# Gold Annotation Support
This demo uses the demo CATMA project.
If you want to use it for your own annotations you first have to clone your CATMA Project locally.\
See for further informations about cloning your CATMA Project this [Notebook](https://github.com/forTEXT/catma_gitlab/tree/main/demo_notebooks/load_project_from_gitlab.ipynb).

## Table Of Contents
* [Introduction](#1-bullet)
* [Load the CATMA project](#2-bullet)
* [Create automated Gold Annotation](#3-bullet)

## Introduction <a class="anchor" id="1-bullet"></a>
To support the creation of Gold Annotations, the catma_gitlab package can be used to copy the matching annotations of two annotators into a Gold Annotation Collection.
In the CATMA user interface the missing annotations can be created manually and the automatically created Gold Annotation can be revised.

What is considered a matching annotation can be customized.
Explanations follow below.

To proceed, it is necessary that an empty annotation collection has already been created in the CATMA UI, into which the Gold Annotation will be created. 
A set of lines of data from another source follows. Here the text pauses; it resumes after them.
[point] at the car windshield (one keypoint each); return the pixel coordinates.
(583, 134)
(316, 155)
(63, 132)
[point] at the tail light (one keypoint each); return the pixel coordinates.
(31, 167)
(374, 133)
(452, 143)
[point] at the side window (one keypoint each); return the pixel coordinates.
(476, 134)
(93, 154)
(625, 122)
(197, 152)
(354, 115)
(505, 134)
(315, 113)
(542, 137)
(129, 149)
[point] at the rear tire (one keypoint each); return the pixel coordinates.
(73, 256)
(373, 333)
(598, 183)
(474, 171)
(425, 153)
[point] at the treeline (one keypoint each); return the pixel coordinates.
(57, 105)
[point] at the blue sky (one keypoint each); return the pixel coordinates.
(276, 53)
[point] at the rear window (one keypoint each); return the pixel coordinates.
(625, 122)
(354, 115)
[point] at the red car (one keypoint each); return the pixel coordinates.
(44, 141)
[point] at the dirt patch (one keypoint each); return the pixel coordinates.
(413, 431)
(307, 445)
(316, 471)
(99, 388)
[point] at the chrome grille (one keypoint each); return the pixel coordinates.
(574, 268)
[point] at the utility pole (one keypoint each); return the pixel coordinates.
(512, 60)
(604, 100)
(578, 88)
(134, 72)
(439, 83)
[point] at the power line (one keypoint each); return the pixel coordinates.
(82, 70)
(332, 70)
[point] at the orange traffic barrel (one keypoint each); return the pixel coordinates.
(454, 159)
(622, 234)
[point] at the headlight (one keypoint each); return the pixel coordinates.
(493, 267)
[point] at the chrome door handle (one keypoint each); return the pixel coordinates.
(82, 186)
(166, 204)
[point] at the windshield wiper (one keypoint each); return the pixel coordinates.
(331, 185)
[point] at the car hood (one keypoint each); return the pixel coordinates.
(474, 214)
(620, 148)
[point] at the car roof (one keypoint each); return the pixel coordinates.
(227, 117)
## Load the CATMA Project <a class="anchor" id="2-bullet"></a>

In [2]:
from catma_gitlab import CatmaProject

In [3]:
my_project = CatmaProject(
    project_directory='../test/demo_project/',
    project_uuid='test_corpus_root'
)

Loading Tagsets ...
	 Found 1 Tagset(s).
Loading Documents ...
	 Found 1 Document(s).
Loading Annotation Collections ...
	 Loading Annotation Collection 'ac_2' for Kafka Franz Das Urteil
	-> with 6 Annotations.
	 Loading Annotation Collection 'ac_1' for Kafka Franz Das Urteil
	-> with 6 Annotations.
	 Loading Annotation Collection 'gold_annotation' for Kafka Franz Das Urteil
	-> with 0 Annotations.


As can been seen above, there has been created an empty annotation collection.
We will use this annotation collection as target location for the gold annotations.

## Create Automated Gold Annotation <a class="anchor" id="3-bullet"></a>
The method `create_gold_annotations()` compares 2 Annotation Collections.
These are named by the first 2 arguments: `ac_1_name` and `ac_2_name`
This is followed by the:
- name of the Gold Annotation Collection: `gold_ac_name`
- a list with tag names, that should not be considered when creating the gold annotations: `excluded_tags`
- the minimal annotation overlap that is consindered a match: `min_overlap`. At least, this should be set to `0.5`.
- whether only annotations with the same tag are considered a match: `same_tag`.
 If your annotation project is more focused on segmention or unitizing this might be set to `False`.
- whether `'matching'` or `'none'` Property Values should be included in the gold annotations: `property_values`
- whether the new created gold annotations should be pushed to the CATMA GitLab: `push_to_gitlab`

In [4]:
my_project.create_gold_annotations(
    ac_1_name='ac_1',               # change to your collection name if you don't use the demo project
    ac_2_name='ac_2',               # change to your collection name if you don't use the demo project
    gold_ac_name='gold_annotation',
    excluded_tags=[],
    min_overlap=0.95,               # raise to 1.0 if only full annotation pairs with full span matching shall be included in gold annotations
    same_tag=True,
    property_values='matching',     
    push_to_gitlab=False            # The push to gitlab will not work with the demo project
)


Found 6 annotations in Annotation Collection: 'ac_1'.
Found 6 annotations in Annotation Collection: 'ac_2'.
-------------
Wrote 2 gold annotations in Annotation Collection 'gold_annotation'.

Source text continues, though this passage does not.